Sen. Chuck Schumer (D-N.Y.), who had been pushing for the waiver, called it "great news for the hospital."

"To have not been given the waiver would have delayed the opening of the emergency room and would have cost them millions of dollars," he said.

Hospital spokesman Joe Calderone said the hospital was "very pleased" with the waiver.

The barrier island has been without an emergency department since Long Beach Medical Center was flooded during superstorm Sandy in October 2012.

Though South Nassau Communities Hospital, which purchased that facility last year, opened an urgent-care center there last July, it cannot receive ambulances via the 911 system like an emergency department can.

The letter from the federal agency cited several "unique" factors in its decision to grant the waiver, including the time it takes to travel to the nearest off-island emergency department and the fact that the new Long Beach emergency department probably will see only a small number of patients -- about 20 per day, increasing to 50 or more per day during the summer.

Though the waiver is valid for only one year, it is renewable, the letter said.

The hospital plans to operate the freestanding emergency department temporarily for three years, after which it hopes to have built a new medical arts pavilion at the former Long Beach Medical Center site, complete with a permanent emergency department.

Although the federal issue is resolved, hospital officials said they still need state Health Department certification of the facility's on-site laboratory.

The state approval would be "the last regulatory approval we require in order to open the emergency department in Long Beach," Calderone said.

The hospital has "responded in detail to all of the state's concerns and are awaiting final approval to open the lab," he said.

The state Department of Health did not provide comment Thursday.

Rep. Kathleen Rice (D-Garden City), who also had been pushing for the waiver, issued a statement praising the federal agency for not letting "an irrelevant regulation" stand in the way of opening the emergency department.

"The last remaining hurdle is for the state to review the results of South Nassau's laboratory testing, and we'll keep working with our partners at the state level to get that done quickly and get this facility open and fully operational as soon as possible," she said.

Assemb. Todd Kaminsky (D-Long Beach) said he also would press the state for the necessary approval.

"Today we are closer to having a safer community," he said. "I will continue to work closely with the New York State Department of Health to ensure that emergency medical services are restored to the barrier island as quickly as possible."

Long Beach City Councilman Anthony Eramo called the news "a great victory for our barrier island, and a necessity for everyone to get our 911-receiving emergency room reopened."
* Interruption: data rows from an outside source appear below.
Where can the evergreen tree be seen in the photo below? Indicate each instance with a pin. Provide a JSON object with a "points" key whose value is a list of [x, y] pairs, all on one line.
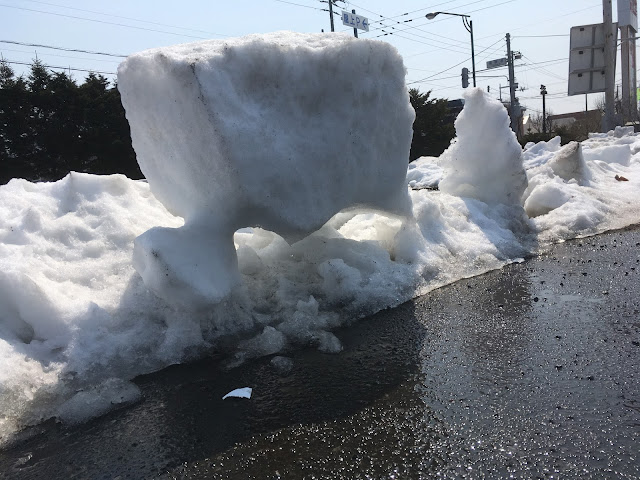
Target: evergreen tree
{"points": [[50, 126], [433, 129]]}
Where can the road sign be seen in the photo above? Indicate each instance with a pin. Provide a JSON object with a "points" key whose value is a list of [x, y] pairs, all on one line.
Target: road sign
{"points": [[355, 21], [500, 62]]}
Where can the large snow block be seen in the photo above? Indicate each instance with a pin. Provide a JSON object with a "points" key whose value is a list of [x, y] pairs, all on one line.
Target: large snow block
{"points": [[279, 131]]}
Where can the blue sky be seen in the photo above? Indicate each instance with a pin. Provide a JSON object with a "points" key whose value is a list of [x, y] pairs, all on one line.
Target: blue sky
{"points": [[434, 51]]}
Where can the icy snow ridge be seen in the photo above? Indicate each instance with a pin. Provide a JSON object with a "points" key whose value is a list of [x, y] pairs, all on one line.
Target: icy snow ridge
{"points": [[279, 131], [77, 322]]}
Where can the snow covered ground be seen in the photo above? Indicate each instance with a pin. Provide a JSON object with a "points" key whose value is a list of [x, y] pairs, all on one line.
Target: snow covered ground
{"points": [[77, 321]]}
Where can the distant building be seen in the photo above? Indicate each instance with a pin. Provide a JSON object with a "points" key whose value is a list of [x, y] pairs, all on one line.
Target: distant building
{"points": [[587, 117]]}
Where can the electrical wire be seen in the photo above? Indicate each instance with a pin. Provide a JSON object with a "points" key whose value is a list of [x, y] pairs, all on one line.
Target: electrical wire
{"points": [[25, 44], [453, 66], [13, 62], [120, 16], [108, 23]]}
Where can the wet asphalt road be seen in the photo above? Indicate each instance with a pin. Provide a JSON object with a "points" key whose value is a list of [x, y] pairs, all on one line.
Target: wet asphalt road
{"points": [[532, 371]]}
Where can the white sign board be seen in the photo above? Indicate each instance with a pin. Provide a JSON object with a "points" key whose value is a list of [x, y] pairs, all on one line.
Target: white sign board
{"points": [[500, 62], [586, 58], [628, 13], [355, 21]]}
Calderone said the facility would be ready to go as soon as it receives state approval. The emergency department had been slated to open July 1, but that date was pushed back because of the federal and state issues.

"We have a beautiful, gleaming brand-new facility that's ready to go," he said. "We're anxious. We have all the pieces in place we think we need to provide really good-quality emergency medical care to residents and visitors on the barrier island."